Following its relatively unsuccessful experiments with ethanol fuelled and hybrid buses, Reading Buses took the decision to switch to compressed natural gas (CNG) of biological origin. In May 2013, 20 single-deck buses powered by CNG were introduced. These were initially used on the Greenwave routes, Leopard 3/8/9, Tiger 7 and Bronze 11. A further 14 similar vehicles arrived in 2014, which work the Lime 2, Leopard 3/8/9 and Pink 22/25, with further buses being subsequently purchased.

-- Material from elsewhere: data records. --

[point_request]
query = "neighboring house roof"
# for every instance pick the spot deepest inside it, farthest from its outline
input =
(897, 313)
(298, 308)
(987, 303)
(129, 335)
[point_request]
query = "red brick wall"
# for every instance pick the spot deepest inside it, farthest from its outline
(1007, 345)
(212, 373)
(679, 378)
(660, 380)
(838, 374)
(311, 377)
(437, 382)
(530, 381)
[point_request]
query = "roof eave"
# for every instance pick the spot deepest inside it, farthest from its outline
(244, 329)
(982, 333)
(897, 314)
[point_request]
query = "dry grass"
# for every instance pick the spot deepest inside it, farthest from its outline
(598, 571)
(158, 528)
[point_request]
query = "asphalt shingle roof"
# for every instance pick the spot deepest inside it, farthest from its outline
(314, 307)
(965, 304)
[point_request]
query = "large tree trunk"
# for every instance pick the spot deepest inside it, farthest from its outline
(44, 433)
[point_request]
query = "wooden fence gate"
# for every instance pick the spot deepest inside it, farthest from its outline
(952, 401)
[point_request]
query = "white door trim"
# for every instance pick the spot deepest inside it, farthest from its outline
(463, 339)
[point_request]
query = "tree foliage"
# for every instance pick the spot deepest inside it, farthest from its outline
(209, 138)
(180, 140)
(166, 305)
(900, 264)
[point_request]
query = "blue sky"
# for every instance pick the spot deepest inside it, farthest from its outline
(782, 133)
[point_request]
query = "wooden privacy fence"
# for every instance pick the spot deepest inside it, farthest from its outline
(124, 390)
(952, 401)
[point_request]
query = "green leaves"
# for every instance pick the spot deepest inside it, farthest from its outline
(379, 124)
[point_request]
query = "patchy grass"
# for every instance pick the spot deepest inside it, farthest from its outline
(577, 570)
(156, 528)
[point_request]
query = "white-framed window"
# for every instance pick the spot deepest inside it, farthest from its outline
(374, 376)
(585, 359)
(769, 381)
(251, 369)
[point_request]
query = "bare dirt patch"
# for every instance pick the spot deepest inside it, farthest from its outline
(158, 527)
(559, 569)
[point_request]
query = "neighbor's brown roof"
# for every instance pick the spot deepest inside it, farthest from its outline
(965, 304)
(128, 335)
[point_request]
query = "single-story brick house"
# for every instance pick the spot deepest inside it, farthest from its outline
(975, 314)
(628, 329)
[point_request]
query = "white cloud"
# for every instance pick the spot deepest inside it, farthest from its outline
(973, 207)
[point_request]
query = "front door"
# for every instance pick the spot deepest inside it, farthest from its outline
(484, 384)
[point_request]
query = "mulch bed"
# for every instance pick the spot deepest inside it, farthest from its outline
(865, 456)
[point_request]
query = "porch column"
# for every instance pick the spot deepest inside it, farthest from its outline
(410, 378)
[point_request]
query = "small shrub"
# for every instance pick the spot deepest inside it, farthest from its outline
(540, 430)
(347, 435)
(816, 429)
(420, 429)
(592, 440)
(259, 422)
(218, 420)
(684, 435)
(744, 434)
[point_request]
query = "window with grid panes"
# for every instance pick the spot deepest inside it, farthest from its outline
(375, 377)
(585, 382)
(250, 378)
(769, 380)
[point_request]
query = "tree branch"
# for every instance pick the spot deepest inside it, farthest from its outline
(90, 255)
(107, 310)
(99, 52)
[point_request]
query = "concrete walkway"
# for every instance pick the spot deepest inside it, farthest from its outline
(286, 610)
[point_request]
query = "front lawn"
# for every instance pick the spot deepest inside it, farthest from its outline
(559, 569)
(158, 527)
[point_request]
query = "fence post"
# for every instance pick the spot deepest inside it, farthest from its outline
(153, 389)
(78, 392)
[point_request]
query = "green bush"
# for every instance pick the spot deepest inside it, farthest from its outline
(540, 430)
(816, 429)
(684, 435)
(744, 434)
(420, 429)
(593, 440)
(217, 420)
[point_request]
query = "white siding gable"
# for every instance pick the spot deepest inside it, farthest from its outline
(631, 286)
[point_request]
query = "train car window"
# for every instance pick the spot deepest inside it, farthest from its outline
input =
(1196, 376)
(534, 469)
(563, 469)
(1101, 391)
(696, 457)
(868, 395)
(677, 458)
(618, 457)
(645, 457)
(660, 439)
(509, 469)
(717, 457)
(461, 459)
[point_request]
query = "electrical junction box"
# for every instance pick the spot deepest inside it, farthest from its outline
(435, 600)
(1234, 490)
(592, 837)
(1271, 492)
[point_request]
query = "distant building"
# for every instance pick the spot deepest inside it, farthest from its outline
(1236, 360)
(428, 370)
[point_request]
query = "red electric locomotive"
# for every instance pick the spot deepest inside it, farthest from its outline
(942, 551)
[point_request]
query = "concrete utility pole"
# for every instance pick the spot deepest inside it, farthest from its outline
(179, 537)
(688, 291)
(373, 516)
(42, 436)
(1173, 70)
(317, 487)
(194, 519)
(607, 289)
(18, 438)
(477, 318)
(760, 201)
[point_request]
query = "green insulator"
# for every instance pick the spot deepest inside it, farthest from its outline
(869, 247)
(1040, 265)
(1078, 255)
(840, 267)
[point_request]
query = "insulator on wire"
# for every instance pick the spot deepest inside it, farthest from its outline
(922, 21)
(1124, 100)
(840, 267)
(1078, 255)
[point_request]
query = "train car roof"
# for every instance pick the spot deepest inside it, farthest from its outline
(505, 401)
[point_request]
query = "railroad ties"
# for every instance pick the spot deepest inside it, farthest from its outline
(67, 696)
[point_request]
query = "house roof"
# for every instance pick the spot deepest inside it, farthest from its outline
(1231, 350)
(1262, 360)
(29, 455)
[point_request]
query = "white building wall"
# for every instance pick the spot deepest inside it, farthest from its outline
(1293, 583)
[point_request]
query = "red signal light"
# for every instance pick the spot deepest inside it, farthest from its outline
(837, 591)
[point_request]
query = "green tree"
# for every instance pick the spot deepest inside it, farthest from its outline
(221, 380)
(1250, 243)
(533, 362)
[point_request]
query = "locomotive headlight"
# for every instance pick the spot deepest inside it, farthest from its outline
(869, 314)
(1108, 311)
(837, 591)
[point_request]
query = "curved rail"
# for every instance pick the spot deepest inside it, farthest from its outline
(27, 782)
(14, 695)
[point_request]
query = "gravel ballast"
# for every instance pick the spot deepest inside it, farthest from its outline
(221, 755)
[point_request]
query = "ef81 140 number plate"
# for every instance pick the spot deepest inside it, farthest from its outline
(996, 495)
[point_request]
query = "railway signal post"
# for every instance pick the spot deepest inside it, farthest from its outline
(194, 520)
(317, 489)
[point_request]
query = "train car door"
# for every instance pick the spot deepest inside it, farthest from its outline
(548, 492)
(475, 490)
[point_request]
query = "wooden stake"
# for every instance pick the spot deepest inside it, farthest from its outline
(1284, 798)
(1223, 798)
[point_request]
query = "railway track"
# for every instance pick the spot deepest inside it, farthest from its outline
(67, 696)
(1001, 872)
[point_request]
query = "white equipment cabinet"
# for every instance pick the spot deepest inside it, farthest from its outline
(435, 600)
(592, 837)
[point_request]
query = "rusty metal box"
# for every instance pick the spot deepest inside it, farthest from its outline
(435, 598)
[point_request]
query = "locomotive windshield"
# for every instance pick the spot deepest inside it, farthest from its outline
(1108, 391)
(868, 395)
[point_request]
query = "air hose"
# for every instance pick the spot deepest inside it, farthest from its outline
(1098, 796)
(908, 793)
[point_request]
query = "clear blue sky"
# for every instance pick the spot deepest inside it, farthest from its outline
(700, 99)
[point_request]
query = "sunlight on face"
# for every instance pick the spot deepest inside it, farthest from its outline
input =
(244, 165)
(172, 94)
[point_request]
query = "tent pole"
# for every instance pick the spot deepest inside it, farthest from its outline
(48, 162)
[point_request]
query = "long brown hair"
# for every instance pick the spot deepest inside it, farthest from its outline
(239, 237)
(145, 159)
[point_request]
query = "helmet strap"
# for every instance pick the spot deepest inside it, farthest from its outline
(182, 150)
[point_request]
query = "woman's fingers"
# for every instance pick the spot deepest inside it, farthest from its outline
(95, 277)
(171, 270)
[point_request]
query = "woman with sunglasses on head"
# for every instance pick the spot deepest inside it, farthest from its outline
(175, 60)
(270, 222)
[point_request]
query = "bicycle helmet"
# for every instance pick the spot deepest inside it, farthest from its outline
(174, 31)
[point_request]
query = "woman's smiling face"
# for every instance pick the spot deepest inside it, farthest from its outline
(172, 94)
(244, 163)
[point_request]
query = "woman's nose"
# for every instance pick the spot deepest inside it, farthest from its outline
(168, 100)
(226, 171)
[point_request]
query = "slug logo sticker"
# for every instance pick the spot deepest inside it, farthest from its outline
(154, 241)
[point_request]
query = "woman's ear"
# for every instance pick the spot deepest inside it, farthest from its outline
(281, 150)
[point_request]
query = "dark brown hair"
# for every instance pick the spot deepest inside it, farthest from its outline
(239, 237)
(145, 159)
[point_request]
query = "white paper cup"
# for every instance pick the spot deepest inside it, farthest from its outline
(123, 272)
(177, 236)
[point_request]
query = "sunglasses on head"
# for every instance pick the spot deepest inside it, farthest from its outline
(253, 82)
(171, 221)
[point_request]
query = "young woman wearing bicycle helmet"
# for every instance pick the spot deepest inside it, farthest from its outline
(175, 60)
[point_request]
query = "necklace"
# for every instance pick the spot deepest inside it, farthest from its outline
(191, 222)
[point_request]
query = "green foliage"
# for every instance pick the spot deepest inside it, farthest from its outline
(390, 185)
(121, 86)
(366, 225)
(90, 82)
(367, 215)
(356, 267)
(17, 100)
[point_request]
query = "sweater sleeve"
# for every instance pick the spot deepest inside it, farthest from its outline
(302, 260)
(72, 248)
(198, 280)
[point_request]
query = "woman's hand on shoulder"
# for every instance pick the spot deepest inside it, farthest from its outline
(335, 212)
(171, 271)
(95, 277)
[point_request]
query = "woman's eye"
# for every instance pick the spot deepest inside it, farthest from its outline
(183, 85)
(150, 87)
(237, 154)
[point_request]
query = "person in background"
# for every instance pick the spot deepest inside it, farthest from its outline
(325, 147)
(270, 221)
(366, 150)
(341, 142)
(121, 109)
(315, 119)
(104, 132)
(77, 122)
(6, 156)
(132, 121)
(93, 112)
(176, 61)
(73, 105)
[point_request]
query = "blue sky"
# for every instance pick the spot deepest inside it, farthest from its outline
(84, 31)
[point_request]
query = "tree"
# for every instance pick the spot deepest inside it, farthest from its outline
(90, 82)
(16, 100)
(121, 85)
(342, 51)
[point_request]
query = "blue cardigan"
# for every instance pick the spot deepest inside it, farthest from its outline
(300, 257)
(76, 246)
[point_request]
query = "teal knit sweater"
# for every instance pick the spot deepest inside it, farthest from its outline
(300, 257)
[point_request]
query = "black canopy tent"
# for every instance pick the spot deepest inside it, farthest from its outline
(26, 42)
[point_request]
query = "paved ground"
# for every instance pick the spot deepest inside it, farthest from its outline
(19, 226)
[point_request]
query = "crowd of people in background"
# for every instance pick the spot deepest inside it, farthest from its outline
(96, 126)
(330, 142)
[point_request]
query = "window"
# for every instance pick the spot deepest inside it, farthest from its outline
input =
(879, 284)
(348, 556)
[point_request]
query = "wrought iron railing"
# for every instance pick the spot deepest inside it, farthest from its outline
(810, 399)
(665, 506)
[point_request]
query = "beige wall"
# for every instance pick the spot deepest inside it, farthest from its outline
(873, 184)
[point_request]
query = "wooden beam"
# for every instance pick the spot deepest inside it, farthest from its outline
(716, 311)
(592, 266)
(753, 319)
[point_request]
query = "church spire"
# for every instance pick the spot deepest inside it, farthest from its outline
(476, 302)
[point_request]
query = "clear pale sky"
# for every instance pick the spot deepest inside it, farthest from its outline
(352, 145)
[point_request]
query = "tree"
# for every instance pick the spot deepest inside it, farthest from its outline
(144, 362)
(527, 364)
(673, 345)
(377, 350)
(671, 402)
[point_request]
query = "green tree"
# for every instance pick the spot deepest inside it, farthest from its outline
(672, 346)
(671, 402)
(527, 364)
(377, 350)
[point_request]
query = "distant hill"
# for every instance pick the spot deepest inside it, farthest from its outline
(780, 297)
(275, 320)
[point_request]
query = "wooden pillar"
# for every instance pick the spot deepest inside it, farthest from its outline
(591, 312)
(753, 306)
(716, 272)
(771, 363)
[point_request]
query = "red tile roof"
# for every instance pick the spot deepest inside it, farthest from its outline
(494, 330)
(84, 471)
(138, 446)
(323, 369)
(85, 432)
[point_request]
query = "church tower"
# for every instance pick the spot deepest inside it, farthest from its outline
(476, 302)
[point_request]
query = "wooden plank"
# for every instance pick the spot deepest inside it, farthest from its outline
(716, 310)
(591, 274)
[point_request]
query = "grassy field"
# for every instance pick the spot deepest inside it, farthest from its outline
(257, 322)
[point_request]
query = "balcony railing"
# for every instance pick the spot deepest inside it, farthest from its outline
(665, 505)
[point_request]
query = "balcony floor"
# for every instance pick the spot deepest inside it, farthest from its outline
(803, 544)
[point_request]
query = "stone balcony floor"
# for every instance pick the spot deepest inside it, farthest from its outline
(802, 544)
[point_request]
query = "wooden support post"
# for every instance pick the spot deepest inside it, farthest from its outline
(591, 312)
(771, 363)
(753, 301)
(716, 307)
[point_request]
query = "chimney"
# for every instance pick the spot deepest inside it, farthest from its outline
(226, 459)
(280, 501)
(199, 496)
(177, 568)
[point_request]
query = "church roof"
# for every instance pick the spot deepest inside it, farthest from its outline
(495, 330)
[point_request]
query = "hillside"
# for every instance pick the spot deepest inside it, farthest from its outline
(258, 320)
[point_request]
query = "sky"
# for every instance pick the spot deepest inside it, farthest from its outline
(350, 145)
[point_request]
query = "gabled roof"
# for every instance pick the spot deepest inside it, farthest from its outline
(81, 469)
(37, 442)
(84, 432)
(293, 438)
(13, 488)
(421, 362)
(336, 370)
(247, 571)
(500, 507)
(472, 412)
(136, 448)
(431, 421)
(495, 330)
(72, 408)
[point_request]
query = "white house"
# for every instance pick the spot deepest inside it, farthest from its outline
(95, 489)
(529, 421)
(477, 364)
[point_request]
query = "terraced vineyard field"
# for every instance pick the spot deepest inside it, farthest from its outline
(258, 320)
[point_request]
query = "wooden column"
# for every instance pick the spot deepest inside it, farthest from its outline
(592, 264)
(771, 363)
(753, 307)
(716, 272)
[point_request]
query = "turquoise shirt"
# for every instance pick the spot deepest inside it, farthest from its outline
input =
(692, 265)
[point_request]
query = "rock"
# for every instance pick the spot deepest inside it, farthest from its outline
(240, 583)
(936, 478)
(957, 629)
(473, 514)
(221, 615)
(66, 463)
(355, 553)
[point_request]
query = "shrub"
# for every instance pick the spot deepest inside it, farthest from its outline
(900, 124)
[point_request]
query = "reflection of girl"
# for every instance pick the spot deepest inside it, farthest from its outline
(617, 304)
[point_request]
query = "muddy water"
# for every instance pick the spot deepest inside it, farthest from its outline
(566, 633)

One member of this fleet, No 420, holds the land speed record for a regular service bus, having achieved 80.82 mph under test conditions in May 2015. It carries a special cow print livery reflecting the fact that the compressed natural gas is, at source, methane derived from cow dung. Another, 431, carries a climate stripes derived livery to indicate its green credentials and to reflect the local origins of the climate stipes at the University of Reading.

In 2017, five CNG-fuelled Scania N280UDs with Alexander Dennis Enviro400 MMC bodywork, the world's first biogas-fuelled double-decker buses, were delivered to Reading Buses for use on the Royal Blue 33 route. One of these buses is named after Richard Wilding. A further 17 CNG-fuelled Scania N280UDs, these fitted with Enviro400 City bodies, arrived in 2018 for the Purple 17 service.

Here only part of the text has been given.